Julie Thompson and Brogan de Paor

“The sense of history in the U.S. is about 10 minutes long – on a good day,” says Thompson, an executive producer of the film Nebraska and a former manager of singer Holly Near. “This is a project of historical memory. We do these long interviews to learn what formed people’s politics and how they organized for social change.”

She and de Paor, a veteran filmmaker, had been kicking around the idea of creating a local history video project for about a decade when, three and a half years ago, their company, Sundays Well Productions, was hired for a job that pushed them to take the first steps.

“To make a living we were interviewing activists who were being honored at dinners such as the Liberty Hill Foundation  dinner or Physicians for Social Responsibility,” Thompson tells Capital & Main. “Then Hamilton Fish was out here for the Nation Institute, which was honoring Bob Scheer. Bob gave us a list of 40 people to interview, including Gore Vidal, Alice Waters and Ron Dellums.”

Thompson and de Paor decided the time was right to begin their own project.

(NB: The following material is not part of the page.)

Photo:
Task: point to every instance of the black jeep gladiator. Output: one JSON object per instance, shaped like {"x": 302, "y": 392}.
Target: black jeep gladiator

“The idea,” says Thompson, “is to eventually make this a searchable database for the activist or historian or sociologist who can go to it to learn about the Port Huron Statement or the war in El Salvador or the women’s movement in the late 1960s and early 1970s. Right now we’re just collecting interviews – I research, Brogan shoots.”

Another goal is to have the interviews, which typically require four to eight hours of questioning, transcribed and available for reading.

Thompson and de Paor’s main challenges – time and money – are the ones faced by anyone trying to capture and bottle elusive history. The couple operate out of their two-bedroom Santa Monica apartment, which also doubles as their editing studio. The falling price of recording technology keeps their costs down, but their Poverty Row budget limits what they can do. It would cost, for example, about $28,000 to transcribe their current inventory, so they make do with having interns transcribe only the most recent interviews.

Thompson and de Paor have raised $210,000 over the past three years, which allows them to work on 10 to 12 interviews per year. Thompson says they hope to partner with an institution with the resources to fund future interviews and curate the archive. For now, however, they must raise money through house parties and small individual donations.

More critical, however, is the race against time to interview older activists while the subjects are still alive, lucid and eager to talk. Thompson remembers the determination of longtime California Coastal Commissioner Peter Douglas, who was stricken with cancer, to drive himself to his interview two weeks before his death.

“History is always spun by the people in power,” she says. “As that happens, important voices get spun in a different direction and discredited. We think that dissent and the old-fashioned notion that one person making a difference is what made this country great.”